Are stress, depression, anxiety and fatigue related to anal fissures?

By | July 1, 2017

Anal fissures are cracks or tears in the lining of the anal canal and anus. Young and middle-aged adults usually experience this anal condition. It may also occur in infants and the elderly.

These fissures can be painful and irritating, especially during or after a bowel movement. Other symptoms include bleeding, itching, and painful urination.

The primary risk factor of anal fissures is trauma or injury. Trauma to the anal canal or anus may result from vaginal child delivery, frequent passage of large stools, explosive diarrhea, anal intercourse, or insertion of any foreign object into the anus.

Less common causes of fissures include anal tumors, infections, and some colorectal diseases.

Some people ask if stress, depression, anxiety, and fatigue are related to anal fissures. Well, these factors may be interrelated. Besides, we only have one brain that controls our emotions and our digestion.

To make it clear though, these emotional problems do not cause anal fissures.

Stress and anxiety can lead to the development of Irritable Bowel Syndrome and Inflammatory Bowel Disease. These two conditions may cause the anal tears.

Stress can disrupt GIT functions and symptoms like constipation, diarrhea, and muscle spasms may be manifested by the patient.

Depression and constipation can also coexist if a person has low levels of serotonin, the neurotransmitter responsible for mood balance. Prolonged constipation increases the risk of a person to develop fissures.

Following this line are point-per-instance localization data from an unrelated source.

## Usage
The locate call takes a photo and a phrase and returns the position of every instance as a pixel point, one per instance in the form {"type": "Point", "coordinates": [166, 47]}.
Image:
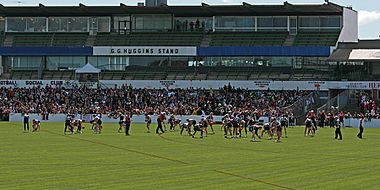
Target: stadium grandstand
{"type": "Point", "coordinates": [230, 42]}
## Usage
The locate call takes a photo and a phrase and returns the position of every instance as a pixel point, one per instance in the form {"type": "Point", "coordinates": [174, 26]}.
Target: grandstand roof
{"type": "Point", "coordinates": [203, 10]}
{"type": "Point", "coordinates": [344, 50]}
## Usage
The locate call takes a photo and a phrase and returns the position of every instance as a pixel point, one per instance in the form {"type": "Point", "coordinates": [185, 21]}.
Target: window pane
{"type": "Point", "coordinates": [264, 22]}
{"type": "Point", "coordinates": [78, 24]}
{"type": "Point", "coordinates": [16, 24]}
{"type": "Point", "coordinates": [330, 21]}
{"type": "Point", "coordinates": [37, 24]}
{"type": "Point", "coordinates": [103, 24]}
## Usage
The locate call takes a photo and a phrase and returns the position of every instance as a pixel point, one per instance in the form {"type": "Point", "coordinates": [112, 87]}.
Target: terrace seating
{"type": "Point", "coordinates": [49, 39]}
{"type": "Point", "coordinates": [248, 39]}
{"type": "Point", "coordinates": [24, 74]}
{"type": "Point", "coordinates": [317, 38]}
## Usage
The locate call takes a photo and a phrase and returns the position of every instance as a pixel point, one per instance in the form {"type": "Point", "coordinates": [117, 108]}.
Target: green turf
{"type": "Point", "coordinates": [50, 160]}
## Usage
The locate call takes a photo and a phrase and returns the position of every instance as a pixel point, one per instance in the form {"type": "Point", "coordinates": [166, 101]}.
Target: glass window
{"type": "Point", "coordinates": [264, 22]}
{"type": "Point", "coordinates": [280, 22]}
{"type": "Point", "coordinates": [58, 24]}
{"type": "Point", "coordinates": [65, 62]}
{"type": "Point", "coordinates": [198, 23]}
{"type": "Point", "coordinates": [330, 21]}
{"type": "Point", "coordinates": [268, 23]}
{"type": "Point", "coordinates": [152, 22]}
{"type": "Point", "coordinates": [68, 24]}
{"type": "Point", "coordinates": [16, 24]}
{"type": "Point", "coordinates": [234, 23]}
{"type": "Point", "coordinates": [78, 24]}
{"type": "Point", "coordinates": [36, 24]}
{"type": "Point", "coordinates": [309, 21]}
{"type": "Point", "coordinates": [103, 24]}
{"type": "Point", "coordinates": [25, 62]}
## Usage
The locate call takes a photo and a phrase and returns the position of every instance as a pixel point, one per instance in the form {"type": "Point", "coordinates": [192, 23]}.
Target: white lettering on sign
{"type": "Point", "coordinates": [145, 51]}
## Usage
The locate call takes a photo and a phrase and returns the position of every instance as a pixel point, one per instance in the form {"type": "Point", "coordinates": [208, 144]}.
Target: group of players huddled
{"type": "Point", "coordinates": [234, 124]}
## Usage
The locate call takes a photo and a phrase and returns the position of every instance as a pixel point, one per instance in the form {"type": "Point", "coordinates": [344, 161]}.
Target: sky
{"type": "Point", "coordinates": [369, 10]}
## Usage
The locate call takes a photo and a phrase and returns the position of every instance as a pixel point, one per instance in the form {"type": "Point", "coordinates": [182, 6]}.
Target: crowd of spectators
{"type": "Point", "coordinates": [52, 100]}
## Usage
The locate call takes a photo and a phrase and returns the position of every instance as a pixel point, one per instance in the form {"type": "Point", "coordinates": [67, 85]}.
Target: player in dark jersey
{"type": "Point", "coordinates": [199, 127]}
{"type": "Point", "coordinates": [284, 122]}
{"type": "Point", "coordinates": [68, 124]}
{"type": "Point", "coordinates": [267, 130]}
{"type": "Point", "coordinates": [210, 120]}
{"type": "Point", "coordinates": [171, 122]}
{"type": "Point", "coordinates": [361, 128]}
{"type": "Point", "coordinates": [79, 124]}
{"type": "Point", "coordinates": [36, 124]}
{"type": "Point", "coordinates": [121, 122]}
{"type": "Point", "coordinates": [278, 128]}
{"type": "Point", "coordinates": [338, 132]}
{"type": "Point", "coordinates": [235, 125]}
{"type": "Point", "coordinates": [148, 121]}
{"type": "Point", "coordinates": [128, 117]}
{"type": "Point", "coordinates": [187, 126]}
{"type": "Point", "coordinates": [98, 125]}
{"type": "Point", "coordinates": [26, 122]}
{"type": "Point", "coordinates": [160, 123]}
{"type": "Point", "coordinates": [227, 123]}
{"type": "Point", "coordinates": [254, 129]}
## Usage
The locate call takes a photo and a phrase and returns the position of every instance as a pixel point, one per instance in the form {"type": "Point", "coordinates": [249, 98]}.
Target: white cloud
{"type": "Point", "coordinates": [367, 17]}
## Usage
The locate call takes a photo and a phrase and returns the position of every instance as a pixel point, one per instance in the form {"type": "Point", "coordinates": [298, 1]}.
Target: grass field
{"type": "Point", "coordinates": [51, 160]}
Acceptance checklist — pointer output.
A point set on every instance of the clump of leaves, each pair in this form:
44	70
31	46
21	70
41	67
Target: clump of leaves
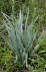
22	38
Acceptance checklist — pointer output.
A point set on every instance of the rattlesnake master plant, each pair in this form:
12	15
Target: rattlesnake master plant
25	42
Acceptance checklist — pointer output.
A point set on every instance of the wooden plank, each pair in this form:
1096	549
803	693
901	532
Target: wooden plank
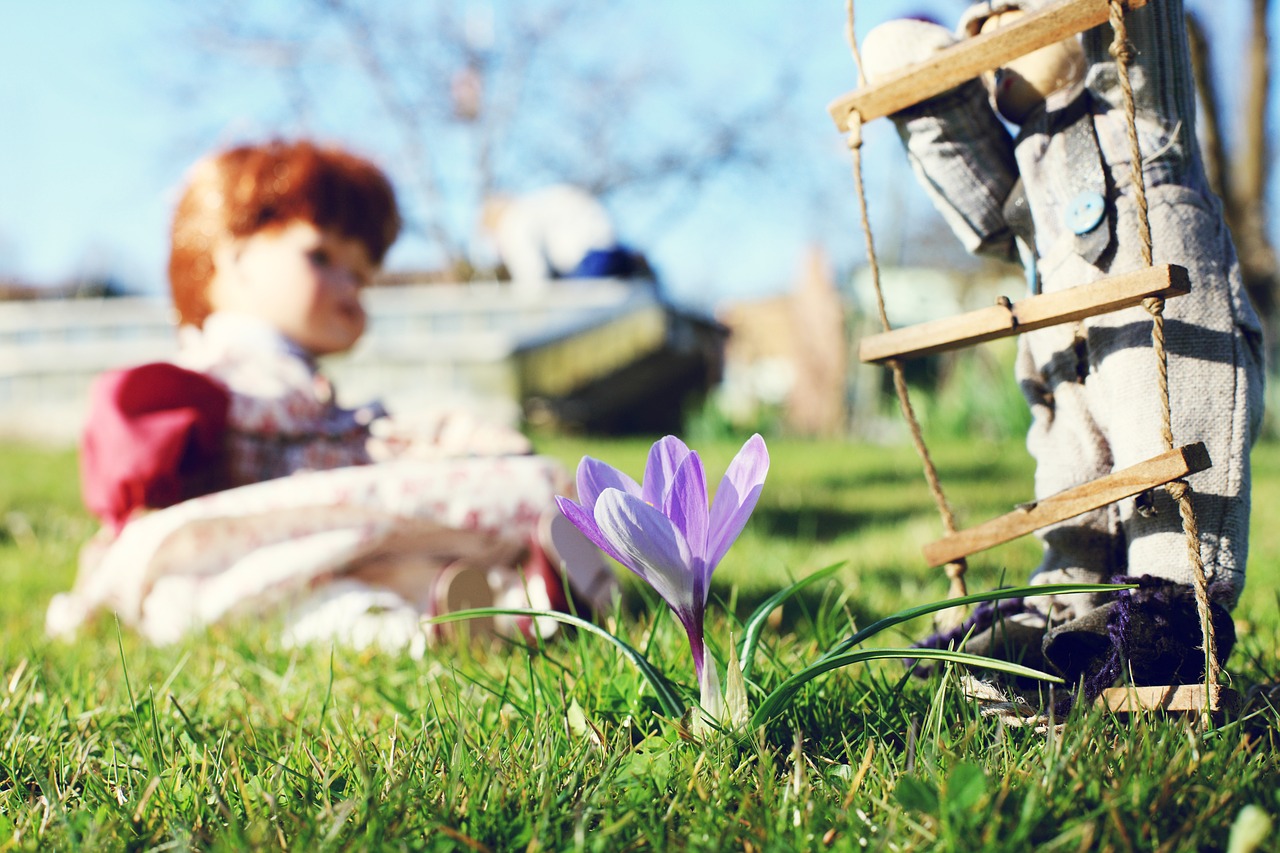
1175	698
1069	503
970	58
1025	315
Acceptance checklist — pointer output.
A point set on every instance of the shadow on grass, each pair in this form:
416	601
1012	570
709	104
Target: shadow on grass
821	524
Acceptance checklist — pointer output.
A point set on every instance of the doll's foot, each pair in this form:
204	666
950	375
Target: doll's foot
562	553
465	587
1148	637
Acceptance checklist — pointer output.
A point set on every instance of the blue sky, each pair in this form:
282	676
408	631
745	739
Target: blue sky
96	136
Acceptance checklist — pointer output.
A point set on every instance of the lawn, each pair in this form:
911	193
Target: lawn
231	742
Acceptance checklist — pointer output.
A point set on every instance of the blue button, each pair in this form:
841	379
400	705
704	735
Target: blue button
1086	211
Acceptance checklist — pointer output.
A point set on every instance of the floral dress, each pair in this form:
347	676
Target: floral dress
341	520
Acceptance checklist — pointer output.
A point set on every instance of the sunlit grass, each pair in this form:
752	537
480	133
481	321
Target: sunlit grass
229	742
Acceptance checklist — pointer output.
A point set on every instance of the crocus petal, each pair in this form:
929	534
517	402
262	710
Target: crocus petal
649	544
686	505
736	497
664	457
594	477
585	521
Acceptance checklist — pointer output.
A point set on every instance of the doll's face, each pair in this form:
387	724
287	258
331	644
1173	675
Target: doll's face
304	281
1025	82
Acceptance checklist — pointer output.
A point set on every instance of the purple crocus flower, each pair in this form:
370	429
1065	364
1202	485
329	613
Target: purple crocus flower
662	529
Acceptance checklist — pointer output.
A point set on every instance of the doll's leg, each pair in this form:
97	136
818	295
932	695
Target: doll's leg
1215	384
960	151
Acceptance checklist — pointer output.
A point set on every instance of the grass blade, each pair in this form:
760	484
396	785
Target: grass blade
993	594
776	701
671	703
758	619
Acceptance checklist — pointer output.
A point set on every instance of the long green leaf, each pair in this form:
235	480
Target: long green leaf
775	702
995	594
759	617
671	703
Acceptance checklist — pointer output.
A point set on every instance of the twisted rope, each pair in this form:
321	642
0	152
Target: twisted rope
1179	489
954	570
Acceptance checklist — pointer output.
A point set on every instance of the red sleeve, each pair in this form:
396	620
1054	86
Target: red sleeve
154	437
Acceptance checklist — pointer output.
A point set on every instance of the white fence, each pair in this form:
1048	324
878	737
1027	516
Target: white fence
426	345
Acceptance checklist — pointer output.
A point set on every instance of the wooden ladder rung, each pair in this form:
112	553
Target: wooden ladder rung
1174	698
1162	469
970	58
1025	315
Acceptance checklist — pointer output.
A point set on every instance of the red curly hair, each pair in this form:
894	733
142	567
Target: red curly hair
248	188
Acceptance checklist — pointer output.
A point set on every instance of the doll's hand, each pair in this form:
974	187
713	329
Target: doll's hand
897	44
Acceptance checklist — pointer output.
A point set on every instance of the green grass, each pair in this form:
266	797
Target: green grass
231	742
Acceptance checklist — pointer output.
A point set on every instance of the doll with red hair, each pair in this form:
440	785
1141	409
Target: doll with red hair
229	480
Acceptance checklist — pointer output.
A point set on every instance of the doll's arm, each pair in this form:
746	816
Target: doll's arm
154	437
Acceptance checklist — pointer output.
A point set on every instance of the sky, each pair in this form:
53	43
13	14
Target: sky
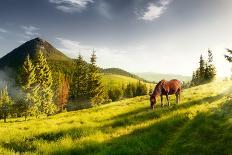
161	36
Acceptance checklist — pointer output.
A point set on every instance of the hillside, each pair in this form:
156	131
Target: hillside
16	57
200	124
57	60
158	76
115	80
118	71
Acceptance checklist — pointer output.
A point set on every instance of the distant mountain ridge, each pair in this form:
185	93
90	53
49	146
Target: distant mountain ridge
56	59
16	57
122	72
158	76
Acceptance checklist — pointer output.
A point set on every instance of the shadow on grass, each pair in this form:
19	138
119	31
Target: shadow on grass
204	134
146	140
141	115
207	133
27	145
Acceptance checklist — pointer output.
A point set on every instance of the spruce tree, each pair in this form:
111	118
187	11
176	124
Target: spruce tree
78	88
44	80
128	91
210	69
95	89
201	69
30	105
5	103
193	82
229	55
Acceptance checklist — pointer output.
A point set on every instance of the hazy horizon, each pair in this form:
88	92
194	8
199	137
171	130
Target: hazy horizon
158	36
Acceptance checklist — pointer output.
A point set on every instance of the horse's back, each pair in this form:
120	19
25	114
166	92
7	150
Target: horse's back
174	86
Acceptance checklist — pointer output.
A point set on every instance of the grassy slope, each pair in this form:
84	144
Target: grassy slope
157	76
114	81
201	124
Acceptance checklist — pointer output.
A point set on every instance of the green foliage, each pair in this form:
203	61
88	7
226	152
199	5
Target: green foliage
95	88
200	124
115	94
206	71
229	55
44	81
78	87
30	100
118	71
5	103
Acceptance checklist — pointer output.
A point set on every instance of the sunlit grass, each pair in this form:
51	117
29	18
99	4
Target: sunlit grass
200	123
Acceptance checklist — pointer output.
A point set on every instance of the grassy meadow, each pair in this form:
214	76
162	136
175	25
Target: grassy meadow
200	124
114	81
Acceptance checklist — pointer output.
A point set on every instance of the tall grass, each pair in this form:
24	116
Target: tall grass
201	124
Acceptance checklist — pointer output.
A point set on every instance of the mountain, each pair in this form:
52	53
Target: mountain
118	71
157	76
15	58
56	59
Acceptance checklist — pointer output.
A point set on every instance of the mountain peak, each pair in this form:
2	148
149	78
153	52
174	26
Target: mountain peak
38	39
16	57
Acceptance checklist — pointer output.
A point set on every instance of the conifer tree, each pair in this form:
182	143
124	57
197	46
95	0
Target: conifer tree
229	55
5	103
201	69
63	91
96	90
44	80
210	69
29	87
78	88
128	91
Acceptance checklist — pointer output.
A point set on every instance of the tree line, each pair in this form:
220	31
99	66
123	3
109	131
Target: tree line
206	72
128	91
41	90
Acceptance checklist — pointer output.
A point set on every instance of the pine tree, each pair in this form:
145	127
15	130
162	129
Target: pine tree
78	88
5	103
62	91
210	69
29	87
128	91
193	82
96	90
201	69
44	80
229	55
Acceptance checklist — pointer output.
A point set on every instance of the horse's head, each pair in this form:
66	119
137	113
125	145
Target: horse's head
152	101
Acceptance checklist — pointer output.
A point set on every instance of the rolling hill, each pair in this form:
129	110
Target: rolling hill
200	124
158	76
112	77
118	71
16	57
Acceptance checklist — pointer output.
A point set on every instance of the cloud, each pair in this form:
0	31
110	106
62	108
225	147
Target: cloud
71	6
3	30
30	31
153	10
106	57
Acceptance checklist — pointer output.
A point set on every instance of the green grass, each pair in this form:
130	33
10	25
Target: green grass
201	124
114	81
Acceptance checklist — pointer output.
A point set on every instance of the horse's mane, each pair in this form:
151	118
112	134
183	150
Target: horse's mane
158	88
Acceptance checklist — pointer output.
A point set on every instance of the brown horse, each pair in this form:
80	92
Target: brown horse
166	88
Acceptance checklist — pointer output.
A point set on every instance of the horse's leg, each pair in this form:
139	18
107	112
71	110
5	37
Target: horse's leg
177	98
161	98
167	97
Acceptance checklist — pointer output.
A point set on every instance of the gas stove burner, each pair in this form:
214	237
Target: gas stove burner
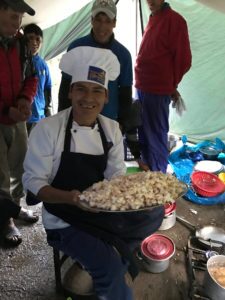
197	255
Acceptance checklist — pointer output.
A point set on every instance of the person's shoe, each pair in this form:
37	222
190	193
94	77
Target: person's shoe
28	216
12	235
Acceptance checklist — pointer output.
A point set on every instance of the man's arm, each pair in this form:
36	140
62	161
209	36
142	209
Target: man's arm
63	100
48	101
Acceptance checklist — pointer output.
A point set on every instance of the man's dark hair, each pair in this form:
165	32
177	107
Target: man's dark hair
3	5
32	28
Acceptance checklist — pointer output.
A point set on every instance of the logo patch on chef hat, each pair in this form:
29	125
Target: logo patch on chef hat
96	74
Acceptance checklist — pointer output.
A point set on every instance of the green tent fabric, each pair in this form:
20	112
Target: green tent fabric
202	88
58	37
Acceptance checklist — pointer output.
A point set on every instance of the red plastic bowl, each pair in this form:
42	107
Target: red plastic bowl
207	184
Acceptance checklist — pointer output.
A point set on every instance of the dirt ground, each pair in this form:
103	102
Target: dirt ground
27	271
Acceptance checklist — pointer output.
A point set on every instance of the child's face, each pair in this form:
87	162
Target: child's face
34	42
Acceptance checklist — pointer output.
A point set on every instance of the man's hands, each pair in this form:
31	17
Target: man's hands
75	196
22	112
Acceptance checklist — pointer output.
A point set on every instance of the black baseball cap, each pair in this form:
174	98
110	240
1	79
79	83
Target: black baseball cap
21	6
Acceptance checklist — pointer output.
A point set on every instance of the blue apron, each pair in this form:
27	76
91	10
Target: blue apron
79	171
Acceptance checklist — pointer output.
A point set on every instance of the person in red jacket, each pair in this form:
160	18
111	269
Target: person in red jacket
163	59
18	85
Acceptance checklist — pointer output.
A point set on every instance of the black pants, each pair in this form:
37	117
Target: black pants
8	209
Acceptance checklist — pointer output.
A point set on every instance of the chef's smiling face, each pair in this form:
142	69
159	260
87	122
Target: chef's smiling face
88	100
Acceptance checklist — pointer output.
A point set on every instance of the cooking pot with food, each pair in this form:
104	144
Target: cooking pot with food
214	280
156	251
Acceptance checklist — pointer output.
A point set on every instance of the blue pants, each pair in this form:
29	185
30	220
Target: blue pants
154	130
100	259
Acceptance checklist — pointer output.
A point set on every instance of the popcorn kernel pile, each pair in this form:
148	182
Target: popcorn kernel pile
134	191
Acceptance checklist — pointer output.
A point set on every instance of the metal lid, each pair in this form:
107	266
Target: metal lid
158	247
170	207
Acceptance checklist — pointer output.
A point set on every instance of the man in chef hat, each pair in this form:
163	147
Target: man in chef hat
70	151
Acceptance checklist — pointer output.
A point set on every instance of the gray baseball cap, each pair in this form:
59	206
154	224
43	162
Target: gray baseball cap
104	6
21	6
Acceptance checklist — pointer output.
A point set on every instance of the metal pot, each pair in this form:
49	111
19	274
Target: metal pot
156	251
207	235
212	287
169	219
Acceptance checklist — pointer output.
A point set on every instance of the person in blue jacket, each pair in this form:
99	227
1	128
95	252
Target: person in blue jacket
41	106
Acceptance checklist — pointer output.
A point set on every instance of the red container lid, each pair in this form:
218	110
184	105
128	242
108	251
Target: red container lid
158	247
207	183
170	207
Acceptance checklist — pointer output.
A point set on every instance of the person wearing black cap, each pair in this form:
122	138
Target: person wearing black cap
103	21
18	87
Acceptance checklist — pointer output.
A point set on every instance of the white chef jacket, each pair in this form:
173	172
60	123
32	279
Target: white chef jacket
45	146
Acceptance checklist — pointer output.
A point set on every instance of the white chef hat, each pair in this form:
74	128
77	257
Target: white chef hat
90	64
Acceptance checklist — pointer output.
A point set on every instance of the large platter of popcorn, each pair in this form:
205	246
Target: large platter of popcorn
127	193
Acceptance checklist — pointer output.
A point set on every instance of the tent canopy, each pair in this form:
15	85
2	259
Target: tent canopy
201	88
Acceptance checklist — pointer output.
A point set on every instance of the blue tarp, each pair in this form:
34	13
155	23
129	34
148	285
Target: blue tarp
183	166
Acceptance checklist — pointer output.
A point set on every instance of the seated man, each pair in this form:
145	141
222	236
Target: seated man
70	151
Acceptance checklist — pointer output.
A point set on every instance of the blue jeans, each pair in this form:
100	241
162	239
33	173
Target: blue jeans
100	259
153	133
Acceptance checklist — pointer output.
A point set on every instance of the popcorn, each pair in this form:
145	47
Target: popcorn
134	191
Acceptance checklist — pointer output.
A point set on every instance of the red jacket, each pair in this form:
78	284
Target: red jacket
17	79
164	55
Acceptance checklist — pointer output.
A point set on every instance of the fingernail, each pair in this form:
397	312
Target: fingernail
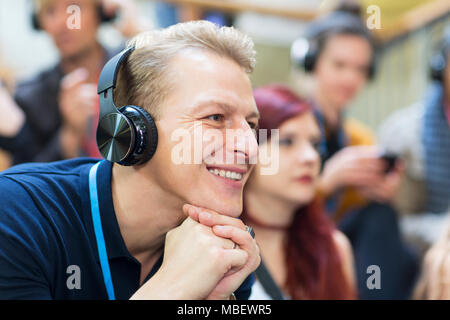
206	215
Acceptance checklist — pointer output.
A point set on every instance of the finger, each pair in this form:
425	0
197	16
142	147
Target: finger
190	211
239	236
235	258
211	218
74	78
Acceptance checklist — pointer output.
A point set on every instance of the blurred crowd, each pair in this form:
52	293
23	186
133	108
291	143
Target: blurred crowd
375	199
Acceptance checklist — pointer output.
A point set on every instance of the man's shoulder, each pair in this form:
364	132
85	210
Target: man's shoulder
36	197
358	132
43	170
39	182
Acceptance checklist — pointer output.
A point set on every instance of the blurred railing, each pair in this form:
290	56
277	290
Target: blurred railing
406	44
403	72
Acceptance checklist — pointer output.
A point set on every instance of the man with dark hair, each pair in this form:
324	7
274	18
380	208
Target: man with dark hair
60	103
339	52
143	225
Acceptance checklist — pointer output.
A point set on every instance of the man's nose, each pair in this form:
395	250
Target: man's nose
246	146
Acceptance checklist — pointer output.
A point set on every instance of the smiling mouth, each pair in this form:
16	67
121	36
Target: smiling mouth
227	174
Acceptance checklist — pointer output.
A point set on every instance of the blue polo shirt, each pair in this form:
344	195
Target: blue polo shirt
47	242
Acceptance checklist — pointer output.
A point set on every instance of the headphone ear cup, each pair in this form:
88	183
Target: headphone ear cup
146	135
103	16
310	60
35	22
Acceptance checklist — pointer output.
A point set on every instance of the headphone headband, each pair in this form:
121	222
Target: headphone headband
109	73
125	134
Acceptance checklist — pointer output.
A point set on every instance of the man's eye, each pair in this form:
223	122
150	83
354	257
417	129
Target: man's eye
316	144
216	117
286	142
252	125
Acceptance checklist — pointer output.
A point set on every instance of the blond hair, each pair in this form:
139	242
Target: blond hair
144	78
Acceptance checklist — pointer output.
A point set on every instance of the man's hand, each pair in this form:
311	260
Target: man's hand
358	166
195	260
234	229
77	103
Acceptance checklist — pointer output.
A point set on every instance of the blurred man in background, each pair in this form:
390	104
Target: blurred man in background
421	135
60	104
339	51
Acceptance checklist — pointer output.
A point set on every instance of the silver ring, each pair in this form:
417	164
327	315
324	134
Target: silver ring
250	230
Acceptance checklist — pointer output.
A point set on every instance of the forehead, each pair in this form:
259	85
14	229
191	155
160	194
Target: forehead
347	45
198	77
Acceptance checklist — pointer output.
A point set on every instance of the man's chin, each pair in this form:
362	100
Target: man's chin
223	206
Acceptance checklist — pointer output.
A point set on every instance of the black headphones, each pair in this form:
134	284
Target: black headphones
103	17
126	135
306	50
439	61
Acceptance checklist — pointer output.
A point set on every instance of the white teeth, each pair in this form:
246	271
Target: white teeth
226	174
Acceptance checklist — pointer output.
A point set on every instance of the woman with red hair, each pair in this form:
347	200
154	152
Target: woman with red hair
306	257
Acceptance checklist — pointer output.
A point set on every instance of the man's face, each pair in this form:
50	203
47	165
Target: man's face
342	68
211	94
299	163
53	18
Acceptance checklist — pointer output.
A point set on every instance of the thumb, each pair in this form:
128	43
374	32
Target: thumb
74	78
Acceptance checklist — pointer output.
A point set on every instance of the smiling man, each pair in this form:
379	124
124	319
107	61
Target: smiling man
163	230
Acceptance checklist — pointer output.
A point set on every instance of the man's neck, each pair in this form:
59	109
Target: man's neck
329	111
145	212
91	59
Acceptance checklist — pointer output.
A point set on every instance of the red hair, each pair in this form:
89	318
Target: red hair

There is also a link between fatigue and constipation. Patients who are severely dehydrated can experience both fatigue and constipation.

These emotional problems may also occur as complications of fissures. This condition can affect the quality of life of a patient, especially if it is chronic and recurring.

Anal fissures may be acute or chronic. Chronic fissures usually last for more than six weeks.

Treatment varies. Acute fissures usually heal from a combination of medical treatments. Whereas, treatment of chronic fissures usually involves surgery.

Medical treatments include the following:

  • Sitz bath. The goal of this treatment is to promote blood circulation and healing of the affected area. Patient soaks his anus in a sitz bath or a basin filled with warm water for ten to fifteen minutes for two to three times a day.
  • Fiber therapy. This aims at preventing constipation. Fiber-rich foods like wheat bran, whole grass, and leafy green vegetables help soften stools and speed up bowl movement.
  • Topical medications (Nifedipine, Diltiazem, Nitroglycerin, Anesthetics, Steroid). These medications are applied directly over affected area to relieve pain, itching, inflammation, and promote the healing of the fissures.
  • Stool softeners. Stool softeners are given to patients to prevent ease bowel movement and prevent constipation.
  • Botulinum Toxin injection. A small dose of BOTOX is injected over the affected site to paralyze the muscles and promote healing.

Lateral internal sphincterotomy is the most popular form of surgery used to treat anal fissure. In this procedure, a part of the internal anal sphincter is removed to reduce muscle spasm.

In children, fissurectomy may be done to surgically remove the fissure.

Treatment results vary per patient. Some patient with chronic fissures receive help from BOTOX injection, while others would need surgery.